II. КАК УМЕР СЫН
В 1617 году, через двадцать пять с лишним лет после той ужасной ночи, когда появился на свет Этьен, герцог д'Эрувиль, уже старик семидесяти шести лет, дряхлый, разбитый недугами, едва живой, сидел на закате солнца в огромном кресле у стрельчатого окна своей спальни, на том самом месте, где когда-то графиня огласила воздух слабыми звуками рога, тщетно взывая к людям и к небу о помощи. Герцог очень походил на каменную статую с гробницы какого-нибудь сеньора. Его энергичное лицо, с которого годы и страдания стерли отпечаток мрачной свирепости, было мертвенно-бледным, под стать седым как лунь волосам, длинными прядями обрамлявшим лысый желтый череп, казавшийся таким хрупким; блестящие, как у тигра, глаза все еще горели огнем воинственности и фанатизма, хоть и укрощенного религиозным чувством. Набожность придала что-то монашеское суровым чертам, выражение их смягчилось. Отсветы заката окрашивали мягкими красноватыми тонами эту все еще гордую голову. Слабое старческое тело закутано было в темные одежды, и вялая его поза, совершенная неподвижность так ясно говорили об однообразном, унылом существовании, о вынужденном покое, ужасном для человека, когда-то столь предприимчивого, деятельного, полного ненависти и энергии.

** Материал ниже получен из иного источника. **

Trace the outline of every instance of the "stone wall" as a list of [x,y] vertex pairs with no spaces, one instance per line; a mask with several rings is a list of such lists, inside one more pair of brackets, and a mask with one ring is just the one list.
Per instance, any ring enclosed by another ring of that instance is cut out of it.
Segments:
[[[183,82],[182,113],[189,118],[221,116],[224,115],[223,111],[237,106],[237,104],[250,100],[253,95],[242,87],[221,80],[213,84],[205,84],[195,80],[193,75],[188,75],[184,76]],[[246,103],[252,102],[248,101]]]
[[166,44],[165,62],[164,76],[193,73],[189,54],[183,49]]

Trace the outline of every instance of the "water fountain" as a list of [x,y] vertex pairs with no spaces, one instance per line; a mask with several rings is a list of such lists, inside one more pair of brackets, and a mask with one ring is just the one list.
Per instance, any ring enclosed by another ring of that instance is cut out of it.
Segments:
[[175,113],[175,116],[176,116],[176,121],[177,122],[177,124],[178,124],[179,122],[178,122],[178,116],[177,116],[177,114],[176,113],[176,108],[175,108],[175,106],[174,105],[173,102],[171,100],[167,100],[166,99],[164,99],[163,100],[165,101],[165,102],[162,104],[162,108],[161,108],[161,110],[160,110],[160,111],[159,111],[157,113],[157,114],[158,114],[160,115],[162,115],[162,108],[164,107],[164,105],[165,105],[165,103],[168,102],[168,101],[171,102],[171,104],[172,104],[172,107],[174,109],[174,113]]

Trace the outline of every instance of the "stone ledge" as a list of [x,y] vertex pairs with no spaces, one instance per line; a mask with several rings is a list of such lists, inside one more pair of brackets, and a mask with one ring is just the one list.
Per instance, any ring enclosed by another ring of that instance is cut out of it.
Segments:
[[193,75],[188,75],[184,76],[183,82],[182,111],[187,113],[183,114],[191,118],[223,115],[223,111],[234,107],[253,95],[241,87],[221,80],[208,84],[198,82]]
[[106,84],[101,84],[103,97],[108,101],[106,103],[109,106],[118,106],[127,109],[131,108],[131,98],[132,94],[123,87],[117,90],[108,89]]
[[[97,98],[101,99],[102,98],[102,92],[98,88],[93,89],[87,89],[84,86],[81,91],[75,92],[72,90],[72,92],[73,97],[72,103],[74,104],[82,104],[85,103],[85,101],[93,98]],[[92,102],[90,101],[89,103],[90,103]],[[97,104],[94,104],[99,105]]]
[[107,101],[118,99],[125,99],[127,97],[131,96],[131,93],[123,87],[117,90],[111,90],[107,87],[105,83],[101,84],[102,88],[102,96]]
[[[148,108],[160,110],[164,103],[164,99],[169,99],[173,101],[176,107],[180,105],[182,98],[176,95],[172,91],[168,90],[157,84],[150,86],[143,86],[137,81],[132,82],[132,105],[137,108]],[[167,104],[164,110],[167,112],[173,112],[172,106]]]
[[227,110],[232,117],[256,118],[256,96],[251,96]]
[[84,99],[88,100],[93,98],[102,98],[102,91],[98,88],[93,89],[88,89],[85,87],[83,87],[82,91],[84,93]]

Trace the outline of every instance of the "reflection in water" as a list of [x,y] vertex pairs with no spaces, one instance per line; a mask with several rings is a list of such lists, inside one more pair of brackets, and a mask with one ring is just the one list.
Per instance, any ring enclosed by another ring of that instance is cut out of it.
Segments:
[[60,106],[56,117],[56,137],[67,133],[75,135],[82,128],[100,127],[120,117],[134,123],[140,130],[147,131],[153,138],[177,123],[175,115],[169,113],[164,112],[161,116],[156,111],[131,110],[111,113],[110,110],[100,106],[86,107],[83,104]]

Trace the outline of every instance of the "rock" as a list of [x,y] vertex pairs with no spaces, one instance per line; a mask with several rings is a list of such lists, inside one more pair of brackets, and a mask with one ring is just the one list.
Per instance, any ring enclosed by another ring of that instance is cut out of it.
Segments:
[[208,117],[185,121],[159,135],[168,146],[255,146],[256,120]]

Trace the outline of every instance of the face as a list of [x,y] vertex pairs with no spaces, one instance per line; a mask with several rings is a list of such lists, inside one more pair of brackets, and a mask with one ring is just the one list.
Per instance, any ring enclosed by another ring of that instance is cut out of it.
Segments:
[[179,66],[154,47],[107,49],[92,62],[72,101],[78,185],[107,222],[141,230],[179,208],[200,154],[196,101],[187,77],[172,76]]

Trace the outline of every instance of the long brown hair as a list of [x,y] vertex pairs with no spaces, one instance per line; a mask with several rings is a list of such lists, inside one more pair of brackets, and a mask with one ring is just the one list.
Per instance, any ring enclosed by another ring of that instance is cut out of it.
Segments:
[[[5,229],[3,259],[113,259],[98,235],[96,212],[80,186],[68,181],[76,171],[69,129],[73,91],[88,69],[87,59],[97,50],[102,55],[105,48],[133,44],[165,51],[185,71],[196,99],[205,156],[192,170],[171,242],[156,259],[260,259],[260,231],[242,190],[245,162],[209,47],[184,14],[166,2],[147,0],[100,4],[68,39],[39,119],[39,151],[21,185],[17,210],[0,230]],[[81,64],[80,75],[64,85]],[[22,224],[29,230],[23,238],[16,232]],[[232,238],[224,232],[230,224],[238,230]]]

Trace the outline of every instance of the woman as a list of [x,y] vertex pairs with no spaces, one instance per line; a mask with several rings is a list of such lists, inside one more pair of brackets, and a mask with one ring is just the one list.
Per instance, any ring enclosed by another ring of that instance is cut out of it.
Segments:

— Довольно, — сказал он своему капеллану.
Старик священник, читавший вслух евангелие, стоял перед своим повелителем в почтительной позе. Герцог напоминал старых львов в зверинце, одряхлевших, но все еще сохраняющих величавость; повернувшись к другому седовласому приближенному, он протянул ему исхудалую, покрытую редкими волосками, жилистую, но уже бессильную руку.
— Теперь твоя очередь, лекарь, — сказал он. — Проверь, в каком я нынче состоянии.
— Все идет хорошо, монсеньер. Лихорадка прекратилась. Вы проживете еще долгие годы.
— Как бы я хотел, чтобы Максимильян был здесь, — продолжал герцог, улыбаясь довольной улыбкой. — Сын у меня молодец! Уже командует отрядом аркебузиров в войсках короля. Маршал д'Анкр[13] покровительствует ему, да и королева Мария к нему милостива: сделала его герцогом де Невером, а теперь думает сосватать ему какую-нибудь принцессу. Вот достойный продолжатель нашего рода. А какие чудеса отваги он совершил при нападении на...
В эту минуту вошел Бертран, держа в руке письмо.
— Что это? — нетерпеливо спросил старик герцог.
— Грамота от короля. Прислана с гонцом, — ответил конюший.
— От короля, а не от королевы-матери? — удивленно воскликнул герцог. — Что же там происходит? Уж не взялись ли опять за оружие гугеноты? Лик господень, пресвятые мощи! — И, выпрямившись, герцог обвел сверкающим взглядом троих стариков приближенных. — Ну что ж, я подниму опять своих солдат, и бок о бок с Максимильяном мы очистим Нормандию.
— Сядьте, пожалуйста, ваша милость, сядьте! — воскликнул лекарь, обеспокоенный горячностью старика, опасной для выздоравливающего больного.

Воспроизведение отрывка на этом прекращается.